安田弘之さんの漫画「ちひろさん」。
有村架純さんを主演にして映像化をするということで、あの「ちひろ」に、続編があったということを、初めて知り、その「ちひろさん」を読んでみようと思ったところ。
前作「ちひろ」は、随分と前に、偶然、本屋で見かけ、面白そうだったので、読んでみたのですが、とても、面白く、良い漫画だった。
主人公は、風俗嬢の「ちひろ」という女性。
もちろん「ちひろ」は、本名ではない。
この「ちひろ」は、風俗嬢として働く、ちひろの日々の物語。
もっとも、風俗嬢が主人公だからといって、主題は性的なものではなく、ちひろや、その周囲の人たちの人間的なお話。
この「ちひろ」という女性は、とても、独特な性格、ものの考え方をしている。
周囲に惑わされない「強い女性」であり、「自分」というものを、しっかりと持っている。
そして、この「ちひろ」が、風俗嬢をやめ、ある町の弁当屋で、日常生活を送る話が、続編の「ちひろさん」です。
弁当屋さんで働く「ちひろさん」は、元風俗嬢ということを隠すことなく、明るく、気風の良い女性として、町の人たちの人気者。
そして、その独特のキャラクターと、その価値観から来る独特の行動で、周囲の人たちを引き付ける。
自分自身の価値観に基づき、誰にも惑わされることなく、自由に生きる「ちひろさん」の物語は、多くの人たちにとって、魅力的に映るのではないでしょうかね。
しかし、「ちひろ」が、なぜ、そのような価値観を持ち、なぜ、自分自身、一人で生きるようになったのか。

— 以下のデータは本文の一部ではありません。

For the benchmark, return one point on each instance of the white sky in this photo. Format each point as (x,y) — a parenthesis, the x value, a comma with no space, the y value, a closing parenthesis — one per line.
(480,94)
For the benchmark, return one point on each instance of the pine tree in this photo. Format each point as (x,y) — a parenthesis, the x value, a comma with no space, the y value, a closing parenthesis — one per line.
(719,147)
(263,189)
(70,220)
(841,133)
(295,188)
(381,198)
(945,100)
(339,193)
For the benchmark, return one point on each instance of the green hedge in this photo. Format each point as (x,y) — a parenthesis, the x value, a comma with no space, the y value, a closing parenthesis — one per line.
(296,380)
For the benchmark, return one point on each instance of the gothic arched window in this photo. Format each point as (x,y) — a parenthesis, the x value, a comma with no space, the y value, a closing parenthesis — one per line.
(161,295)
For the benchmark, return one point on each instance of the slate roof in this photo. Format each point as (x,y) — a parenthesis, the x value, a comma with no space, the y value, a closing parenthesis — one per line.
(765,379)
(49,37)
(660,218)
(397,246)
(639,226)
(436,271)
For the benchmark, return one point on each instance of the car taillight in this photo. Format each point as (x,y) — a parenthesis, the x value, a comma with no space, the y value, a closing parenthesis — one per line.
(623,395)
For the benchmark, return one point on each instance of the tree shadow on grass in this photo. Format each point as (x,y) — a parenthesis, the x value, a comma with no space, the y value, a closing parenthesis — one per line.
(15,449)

その「ちひろ」の過去が、物語の中で、詳しく語られる訳ではありませんが、時折、フラッシュバックのように、エピソードの中の挟み込まれる話から、過去には、相当の苦労、苦しみがあったことは、読者も察することが出来る。
そして、「ちひろ」は、多くの人に好かれながらも、孤独を望む。
そして、繋がりを求める「心」と、孤独を求める「心」の狭間で、揺れ動くことになる。
さて、有村さんが主演をした「ちひろさん」は、機会があれば見てみたいところですが、どうも、イメージとしては、合致しないところでもある。
個人的には、栗山千明さんなど、良いのではないかと思うところです。